Mortgages: Low rates keeps lid on arrears, say lenders
Low interest rates have kept the level of UK mortgage arrears and home repossessions steady, according to the Council of Mortgage Lenders (CML).
A total of 9,000 homes were repossessed in the second quarter of the year - 100 fewer than in the previous three months, the CML said.
The CML has predicted that a total of 40,000 people will lose their homes this year, up from 36,300 in 2010.
It said its view remained unchanged despite turbulence in the markets.
The Bank of England has held its Bank rate at 0.5% - a record low - for more than two years.
This has assisted mortgage holders who may have faced difficulty in keeping up with their monthly payments otherwise during a period out of work or as they face other financial pressures, such as rising energy bills.

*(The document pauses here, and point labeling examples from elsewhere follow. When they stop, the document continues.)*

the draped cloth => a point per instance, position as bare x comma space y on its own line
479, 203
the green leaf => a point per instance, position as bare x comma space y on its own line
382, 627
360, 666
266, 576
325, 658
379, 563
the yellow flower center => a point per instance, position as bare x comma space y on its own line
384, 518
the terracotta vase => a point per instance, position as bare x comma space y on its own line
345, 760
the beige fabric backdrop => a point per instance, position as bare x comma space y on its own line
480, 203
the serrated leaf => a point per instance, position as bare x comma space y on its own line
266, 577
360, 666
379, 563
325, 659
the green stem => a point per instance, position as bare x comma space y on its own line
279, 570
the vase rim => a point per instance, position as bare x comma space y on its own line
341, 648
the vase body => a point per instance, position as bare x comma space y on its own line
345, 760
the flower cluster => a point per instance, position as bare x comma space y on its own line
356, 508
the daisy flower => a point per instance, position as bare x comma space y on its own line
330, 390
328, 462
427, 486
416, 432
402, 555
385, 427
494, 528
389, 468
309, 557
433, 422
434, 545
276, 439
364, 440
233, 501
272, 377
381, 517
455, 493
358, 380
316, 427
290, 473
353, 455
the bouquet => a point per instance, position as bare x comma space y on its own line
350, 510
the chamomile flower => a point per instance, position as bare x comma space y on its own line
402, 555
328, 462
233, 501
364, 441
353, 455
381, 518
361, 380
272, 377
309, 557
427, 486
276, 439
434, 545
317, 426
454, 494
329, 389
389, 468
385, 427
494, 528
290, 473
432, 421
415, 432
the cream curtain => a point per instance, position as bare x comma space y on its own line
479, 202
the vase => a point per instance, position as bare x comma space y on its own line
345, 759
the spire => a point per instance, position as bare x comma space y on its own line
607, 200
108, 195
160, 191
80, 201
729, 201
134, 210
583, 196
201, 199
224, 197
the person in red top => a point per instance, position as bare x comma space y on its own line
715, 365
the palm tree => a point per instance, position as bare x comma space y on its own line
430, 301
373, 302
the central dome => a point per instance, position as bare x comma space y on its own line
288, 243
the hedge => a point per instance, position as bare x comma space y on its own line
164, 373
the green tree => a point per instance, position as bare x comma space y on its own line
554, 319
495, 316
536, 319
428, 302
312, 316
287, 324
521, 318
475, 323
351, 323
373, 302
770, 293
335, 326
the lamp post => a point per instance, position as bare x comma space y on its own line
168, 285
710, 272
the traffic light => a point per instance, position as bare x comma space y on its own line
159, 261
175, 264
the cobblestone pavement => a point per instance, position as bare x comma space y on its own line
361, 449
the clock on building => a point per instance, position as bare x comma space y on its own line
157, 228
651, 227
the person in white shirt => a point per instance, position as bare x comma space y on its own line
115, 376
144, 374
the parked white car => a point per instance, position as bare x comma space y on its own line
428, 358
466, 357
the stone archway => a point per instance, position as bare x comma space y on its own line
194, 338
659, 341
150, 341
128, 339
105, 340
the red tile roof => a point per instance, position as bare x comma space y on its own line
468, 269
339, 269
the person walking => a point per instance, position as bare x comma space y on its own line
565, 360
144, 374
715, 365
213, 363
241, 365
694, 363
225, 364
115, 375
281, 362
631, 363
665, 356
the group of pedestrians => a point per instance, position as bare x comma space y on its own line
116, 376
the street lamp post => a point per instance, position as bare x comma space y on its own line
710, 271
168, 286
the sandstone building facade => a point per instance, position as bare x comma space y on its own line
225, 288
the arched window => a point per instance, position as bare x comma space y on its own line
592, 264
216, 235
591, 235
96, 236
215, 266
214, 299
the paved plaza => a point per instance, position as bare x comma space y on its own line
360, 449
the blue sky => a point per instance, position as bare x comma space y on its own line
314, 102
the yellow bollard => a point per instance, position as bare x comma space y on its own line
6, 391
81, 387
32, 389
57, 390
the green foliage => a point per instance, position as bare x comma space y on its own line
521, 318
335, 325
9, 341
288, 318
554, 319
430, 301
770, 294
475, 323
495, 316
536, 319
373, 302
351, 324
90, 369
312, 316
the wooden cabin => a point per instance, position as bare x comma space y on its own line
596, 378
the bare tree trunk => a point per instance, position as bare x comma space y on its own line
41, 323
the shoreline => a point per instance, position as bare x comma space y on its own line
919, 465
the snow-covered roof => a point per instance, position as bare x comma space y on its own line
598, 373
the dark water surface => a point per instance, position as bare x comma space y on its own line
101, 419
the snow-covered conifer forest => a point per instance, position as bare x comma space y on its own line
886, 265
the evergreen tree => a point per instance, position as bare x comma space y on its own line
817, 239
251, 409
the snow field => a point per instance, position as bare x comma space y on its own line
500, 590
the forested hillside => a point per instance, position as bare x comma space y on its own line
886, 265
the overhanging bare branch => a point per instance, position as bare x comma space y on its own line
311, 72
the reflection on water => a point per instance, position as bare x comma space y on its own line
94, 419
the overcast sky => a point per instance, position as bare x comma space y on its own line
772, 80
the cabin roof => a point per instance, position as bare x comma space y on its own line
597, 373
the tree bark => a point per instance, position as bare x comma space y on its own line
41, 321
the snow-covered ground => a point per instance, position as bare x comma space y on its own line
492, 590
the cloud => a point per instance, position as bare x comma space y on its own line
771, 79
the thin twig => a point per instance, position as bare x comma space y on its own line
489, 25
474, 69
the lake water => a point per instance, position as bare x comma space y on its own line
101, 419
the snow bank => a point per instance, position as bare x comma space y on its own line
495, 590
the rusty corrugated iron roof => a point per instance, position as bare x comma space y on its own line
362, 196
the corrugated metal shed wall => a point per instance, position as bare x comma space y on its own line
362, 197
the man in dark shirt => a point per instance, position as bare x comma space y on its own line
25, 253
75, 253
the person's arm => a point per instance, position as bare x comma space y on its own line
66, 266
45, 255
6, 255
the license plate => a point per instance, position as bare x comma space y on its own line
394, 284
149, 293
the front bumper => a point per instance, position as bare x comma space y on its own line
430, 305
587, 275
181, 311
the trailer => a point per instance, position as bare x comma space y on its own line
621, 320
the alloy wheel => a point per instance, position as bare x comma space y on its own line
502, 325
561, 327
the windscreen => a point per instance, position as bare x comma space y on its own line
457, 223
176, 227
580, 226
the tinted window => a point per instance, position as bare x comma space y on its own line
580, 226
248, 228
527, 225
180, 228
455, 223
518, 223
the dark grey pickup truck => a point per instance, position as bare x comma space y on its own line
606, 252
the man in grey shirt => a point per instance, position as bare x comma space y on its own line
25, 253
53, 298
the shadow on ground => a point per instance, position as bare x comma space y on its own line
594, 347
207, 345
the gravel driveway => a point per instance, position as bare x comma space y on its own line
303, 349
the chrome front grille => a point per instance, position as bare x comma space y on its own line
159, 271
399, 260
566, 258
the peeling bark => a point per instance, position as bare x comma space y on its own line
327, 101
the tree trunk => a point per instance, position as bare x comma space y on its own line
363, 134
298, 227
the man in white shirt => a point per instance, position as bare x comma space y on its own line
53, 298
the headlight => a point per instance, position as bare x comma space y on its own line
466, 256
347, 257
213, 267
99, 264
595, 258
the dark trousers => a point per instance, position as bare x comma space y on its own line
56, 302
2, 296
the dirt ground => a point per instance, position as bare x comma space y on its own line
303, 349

The total number of mortgages in arrears was broadly unchanged in the second quarter of the year, the CML figures show.
The number of mortgages in arrears of between 1.5% and 2.5% of the outstanding balance edged up from 77,800 in the first three months of the year to 78,500 in the second quarter.
Those in arrears of more than 2.5% of the balance declined from 166,700 to 164,500 over the same period.
The number of householders who have lost their homes owing to mortgage payment difficulties was 7% lower in the first half of 2011 compared with the first half of 2010, and 28% down on the first half of 2009.
"Mortgage repayment problems have stabilised against a current backdrop of stable employment and low interest rates," said CML director general Paul Smee.
The CML has predicted that the number of repossessed homes will rise to 45,000 in 2012.
"Despite current uncertainty in financial markets, we see no need to revise our forecasts. Anyone with debt worries should take advice and speak to their lender at the earliest opportunity, as most temporary financial problems can be resolved," Mr Smee said.
Debt advisers said the continued willingness by banks to show leniency to people struggling to meet their mortgage payments had helped to keep the numbers of repossessions down.
And in June, Bank of England governor Sir Mervyn King said that when there was an increase in the Bank rate, there would be a delay in it feeding through to other borrowing costs.
A BBC poll of economists recently found that the majority predicted that the Bank rate would not rise this year, and a handful said there would be no rate increase until 2013.
These predictions have been part of the consideration that had led to mortgage rates for new borrowers being set at historically low levels by lenders.
However, Bev Budsworth, of The Debt Advisor, said there were fewer options for struggling mortgage holders than previously.
"Arrears and repossessions are not a new problem, the difference we have now are the other macro-economic factors like the weak economy and the meltdown of global markets mean that we no longer have any financial fall-back," she said.
"If homeowners are struggling to repay their mortgages or facing repossession, remortgaging or consolidating existing loans may have been a solution in the past. Now, due to the stagnant housing market, this is no longer an option and people are even opting for desperate measures."
Housing Minister Grant Shapps said: "The worst thing anyone struggling to pay their mortgage can do is bury their heads in the sand hoping the problem will go away. No one in financial difficulty should be embarrassed to seek help if they need it."
Figures also released show that demand for buy-to-let mortgages continues to grow.
The CML said the number of buy-to-let mortgages rose by 29,000 in the second quarter of the year, to 1,342,200.
They now account for 12.4% of all mortgages, the highest proportion on record since the buy-to-let market took off at the end of the 1990s.
Arrears among buy-to-let mortgage holders continue to fall.
They reached a peak at the start of 2009 with just over 3% of all buy-to-let mortgages more than three months in arrears, but that figure is now down to 1.57%.
The CML said this meant that arrears rates for buy-to-let mortgages were now lower than in the owner-occupied sector, for the first time since 2008.
"If you consider the buy-to-let recovery alongside the increase in first-time buyer numbers, it appears that first-time buyers are not being displaced by buy-to-let landlords but are holding their own in a restricted market," Mr Smee said.